Os bancos angolanos,
por exemplo, são vítimas de roubos praticados por funcionários, portanto, gente
empregada. O PAÍS soube de um caso em que um funcionário de uma agência
bancária roubou o salário de uma colega que estava na pasta dela, três mil
dólares. A busca pelo dinheiro fácil poderá então ter muitas outras explicações
que não o desemprego apenas.
O país por igual
Se as causas podem
ser diversas para o mesmo crime, variando com o estatuto da pessoa, modo de
vida, crenças e locais, uma verdade deve ser conhecida, e essa verdade diz que
fora a mediatização, os crimes violentos e os de luva branca acontecem por todo
o país e tocam todas as classes sociais, o que aconselha a um estudo profundo e
à busca de soluções que, boa parte delas, passará pela melhoria das condições
de vida, pela mudança da mentalidade e pela formação.
No fundo, pode
dizer-se, pelo aumento das expectativas do cidadão para a resolução dos seus
problemas. Mas esta é apenas uma parte.
O PAÍS, na conversa
com Divaldo Martins, ouviu histórias que levantam, necessariamente, uma reflexão
que se impõe. E disse ele: “Há cerca de três meses, aqui em Saurimo” (porque o
oficial está a trabalhar na Lunda Sul, onde é segundo comandante da Polícia) “um
jovem na casa dos 20-30 anos assassinou a sua avó. Espancou-a até à morte,
depois cortou-lhe a cabeça, abandonando o corpo no local do delito, tendo
transportado a cabeça dentro de um saco para uma zona a mais de 20 km.
Questionado sobre os motivos, alegou que a velha era feiticeira, que impedia o
desenvolvimento dos membros mais jovens da família e teria sido responsável
pela morte de um primo, dias antes, por acidente de motorizada”. Uma nota que
explica o papel das crendices no cometimento de crimes e como para muita gente
mais vulnerável o espaço familiar é também um local inseguro.
“No mesmo período,
continuou o superintendente, “um grupo constituído por quatro jovens violou uma
rapariga.

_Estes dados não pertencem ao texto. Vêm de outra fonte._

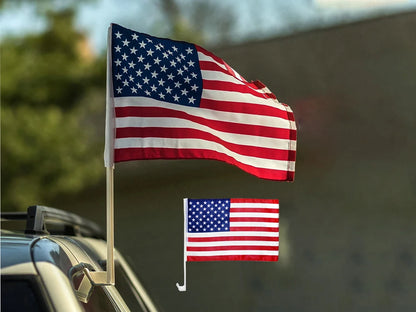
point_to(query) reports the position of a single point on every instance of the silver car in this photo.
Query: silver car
(43, 266)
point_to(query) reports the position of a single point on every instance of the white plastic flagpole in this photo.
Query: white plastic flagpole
(110, 226)
(185, 222)
(109, 164)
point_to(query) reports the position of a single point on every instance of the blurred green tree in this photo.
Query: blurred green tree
(50, 81)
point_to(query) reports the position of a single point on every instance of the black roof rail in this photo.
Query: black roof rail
(39, 216)
(47, 220)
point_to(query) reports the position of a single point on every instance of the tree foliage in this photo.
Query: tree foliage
(47, 144)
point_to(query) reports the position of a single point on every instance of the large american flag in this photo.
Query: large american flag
(232, 229)
(174, 99)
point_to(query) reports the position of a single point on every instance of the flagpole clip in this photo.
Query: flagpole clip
(181, 287)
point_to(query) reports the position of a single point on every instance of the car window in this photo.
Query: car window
(99, 301)
(21, 294)
(127, 290)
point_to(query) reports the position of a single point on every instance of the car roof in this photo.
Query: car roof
(15, 248)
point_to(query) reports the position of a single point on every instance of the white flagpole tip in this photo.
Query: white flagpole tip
(181, 287)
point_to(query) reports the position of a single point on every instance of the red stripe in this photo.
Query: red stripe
(230, 127)
(232, 258)
(242, 219)
(253, 228)
(207, 65)
(251, 200)
(127, 154)
(246, 108)
(216, 248)
(234, 238)
(182, 133)
(265, 210)
(234, 87)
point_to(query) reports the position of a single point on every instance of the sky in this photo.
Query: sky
(255, 19)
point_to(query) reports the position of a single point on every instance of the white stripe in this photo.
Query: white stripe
(234, 233)
(254, 224)
(201, 144)
(238, 97)
(207, 58)
(253, 215)
(242, 139)
(232, 243)
(254, 205)
(213, 75)
(234, 252)
(211, 114)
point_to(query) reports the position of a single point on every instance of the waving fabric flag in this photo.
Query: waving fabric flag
(232, 230)
(169, 99)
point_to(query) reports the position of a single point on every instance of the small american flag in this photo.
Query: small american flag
(232, 230)
(170, 99)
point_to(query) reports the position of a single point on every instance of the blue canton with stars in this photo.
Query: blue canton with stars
(161, 69)
(208, 215)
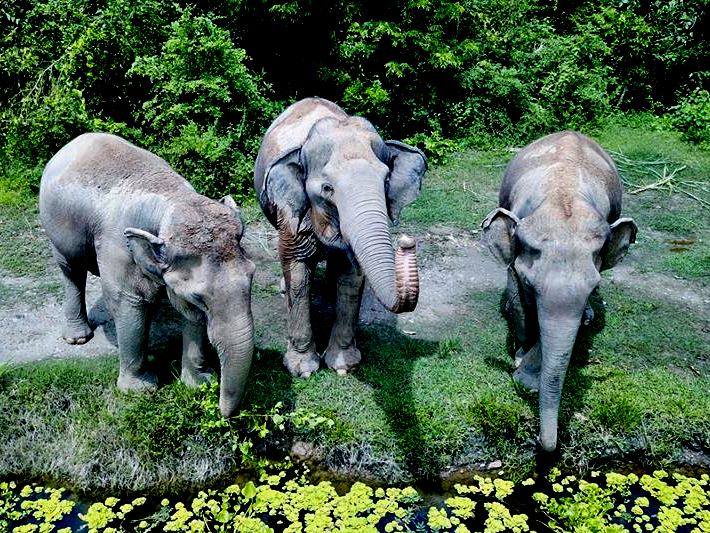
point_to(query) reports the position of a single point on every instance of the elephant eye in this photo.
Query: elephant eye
(198, 301)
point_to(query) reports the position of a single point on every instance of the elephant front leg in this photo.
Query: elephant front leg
(76, 328)
(342, 355)
(523, 321)
(301, 358)
(194, 347)
(132, 327)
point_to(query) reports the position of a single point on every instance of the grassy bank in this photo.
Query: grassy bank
(420, 406)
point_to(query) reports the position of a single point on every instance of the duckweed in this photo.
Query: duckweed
(289, 503)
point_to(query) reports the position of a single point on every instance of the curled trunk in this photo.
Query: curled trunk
(392, 274)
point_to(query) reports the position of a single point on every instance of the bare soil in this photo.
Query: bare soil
(453, 265)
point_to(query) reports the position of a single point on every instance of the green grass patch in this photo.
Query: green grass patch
(637, 384)
(24, 250)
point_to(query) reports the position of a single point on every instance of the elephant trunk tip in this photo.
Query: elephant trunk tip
(406, 275)
(406, 242)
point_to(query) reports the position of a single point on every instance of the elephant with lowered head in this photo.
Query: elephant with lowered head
(557, 227)
(330, 185)
(120, 212)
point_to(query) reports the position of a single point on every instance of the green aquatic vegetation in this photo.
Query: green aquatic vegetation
(288, 501)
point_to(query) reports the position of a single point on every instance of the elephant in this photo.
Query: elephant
(558, 226)
(122, 213)
(330, 185)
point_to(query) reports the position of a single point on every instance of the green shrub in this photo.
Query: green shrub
(208, 107)
(692, 117)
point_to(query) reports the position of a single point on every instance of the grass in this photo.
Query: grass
(416, 408)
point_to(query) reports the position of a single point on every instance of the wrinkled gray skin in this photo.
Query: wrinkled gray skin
(556, 228)
(330, 185)
(118, 211)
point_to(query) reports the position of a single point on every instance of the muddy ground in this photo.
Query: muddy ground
(453, 265)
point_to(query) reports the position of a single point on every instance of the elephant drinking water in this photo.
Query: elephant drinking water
(556, 228)
(118, 211)
(330, 184)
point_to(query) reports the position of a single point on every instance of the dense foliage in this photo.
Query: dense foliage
(198, 84)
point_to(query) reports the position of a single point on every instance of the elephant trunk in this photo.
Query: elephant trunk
(235, 347)
(557, 337)
(364, 224)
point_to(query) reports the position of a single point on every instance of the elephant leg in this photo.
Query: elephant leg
(528, 372)
(76, 328)
(587, 315)
(301, 358)
(523, 323)
(194, 348)
(342, 354)
(132, 326)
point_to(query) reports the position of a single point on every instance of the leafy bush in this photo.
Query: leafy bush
(692, 117)
(208, 108)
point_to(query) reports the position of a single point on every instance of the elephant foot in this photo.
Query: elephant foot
(80, 333)
(195, 378)
(146, 382)
(301, 364)
(342, 360)
(588, 315)
(531, 381)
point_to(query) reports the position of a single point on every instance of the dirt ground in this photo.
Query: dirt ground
(453, 264)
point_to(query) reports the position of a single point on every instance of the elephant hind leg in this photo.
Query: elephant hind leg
(523, 318)
(301, 358)
(76, 327)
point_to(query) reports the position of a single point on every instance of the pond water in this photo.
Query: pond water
(628, 501)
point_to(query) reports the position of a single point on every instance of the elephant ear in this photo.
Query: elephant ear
(408, 166)
(232, 205)
(284, 187)
(498, 231)
(148, 252)
(623, 234)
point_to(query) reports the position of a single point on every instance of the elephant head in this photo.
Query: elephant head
(346, 183)
(556, 263)
(197, 256)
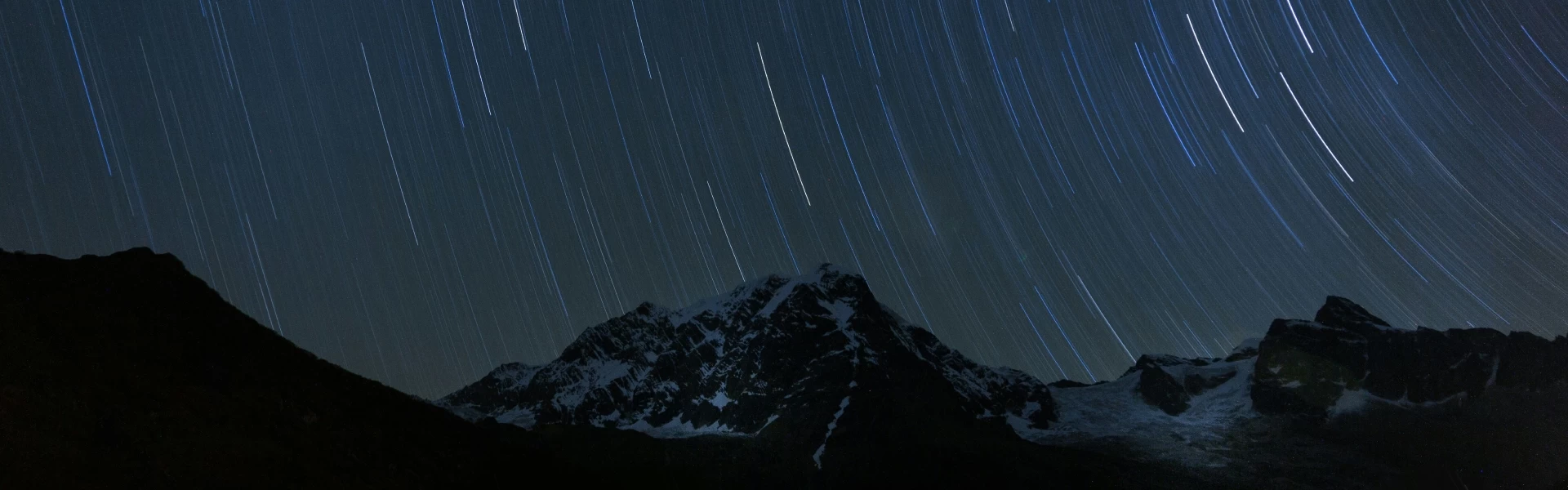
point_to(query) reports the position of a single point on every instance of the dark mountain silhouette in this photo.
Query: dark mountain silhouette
(126, 371)
(831, 384)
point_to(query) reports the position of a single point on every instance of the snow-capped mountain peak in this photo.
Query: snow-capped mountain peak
(795, 347)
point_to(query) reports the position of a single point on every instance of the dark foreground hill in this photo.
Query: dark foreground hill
(127, 371)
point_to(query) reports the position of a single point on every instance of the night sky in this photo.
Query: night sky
(421, 190)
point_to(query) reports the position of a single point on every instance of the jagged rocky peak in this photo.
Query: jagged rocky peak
(1348, 314)
(1169, 382)
(802, 347)
(1346, 359)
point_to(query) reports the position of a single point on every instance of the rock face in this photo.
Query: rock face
(1169, 382)
(1346, 357)
(808, 347)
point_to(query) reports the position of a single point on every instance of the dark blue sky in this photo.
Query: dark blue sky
(421, 190)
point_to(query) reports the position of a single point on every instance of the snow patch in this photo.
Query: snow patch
(1116, 412)
(831, 425)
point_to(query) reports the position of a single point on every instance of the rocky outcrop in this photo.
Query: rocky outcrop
(804, 347)
(1346, 355)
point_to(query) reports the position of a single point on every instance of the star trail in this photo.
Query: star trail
(424, 189)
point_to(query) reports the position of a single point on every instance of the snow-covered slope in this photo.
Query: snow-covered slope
(804, 347)
(1129, 413)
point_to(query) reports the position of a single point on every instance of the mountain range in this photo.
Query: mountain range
(127, 371)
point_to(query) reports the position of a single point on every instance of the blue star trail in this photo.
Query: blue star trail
(987, 165)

A seguir pegaram numa lâmina e cortaramlhe o clítoris, abandonando-a
a esvair-se em sangue. Felizmente a jovem foi socorrida por um jovem que
passava na zona e esta foi evacuada para Luanda”.
Mas se estamos a
falar de crimes horríveis, há o caso do “canibal”.
E conta-se de forma
rápida: Um jovem em Luanda vai visitar a irmã no Golfe. Esta, porque precisava
de ir ao mercado, pede-lhe para tomar conta do filho, um recém-nascido. Quando
ela regressa, não encontra nem um nem outro.
Investigações
feitas, o jovem é detido. E confessa que comeu o sobrinho. Acendeu um
fogareiro, esquartejou-o, assou algumas partes e, literalmente, comeu-o,
incluindo os genitais. Questionado, respondeu que o tinha feito porque uma
kimbandeira o havia garantido que procedendo assim arranjaria o emprego que
tanto buscava.
“Lembro ainda do
caso do Edson Mauro. No prédio defronte à Nilo, aos Coqueiros, um jovem descia
as escadas do seu prédio, apressado para ir ter com os amigos que o esperavam
na pastelaria. Poucos lances antes da saída, esbarra contra um outro jovem que
ia a subir. Não havia luz. Trocaram empurrões e bofetões e só não continuaram
porque um casal morador os afastou. Cada um seguiu à sua vida. Quando ia a
regressar à casa, o Mauro é travado à entrada do prédio por um grupo de jovens,
entre os quais o seu adversário de há instantes. Estava com os amigos, Os
Sandálias, um grupo da Maianga, que espancaram o Mauro até à morte. Era filho
único e tinha acabado de entrar para a universidade”, contou o oficial da
Polícia Nacional. Um outro exemplo de como a falta de iluminação pode facilitar
a criminalidade, mas também expõe o papel do grupo como activante de
comportamentos delinquentes e expõe as fragilidades da orientação familiar.
Há, portanto,
muitas linhas de reflexão a seguir e muito trabalho a fazer quanto à
criminalidade e à insegurança. Para já, o despertar da sociedade que marcha
contra a violência é apenas o começo.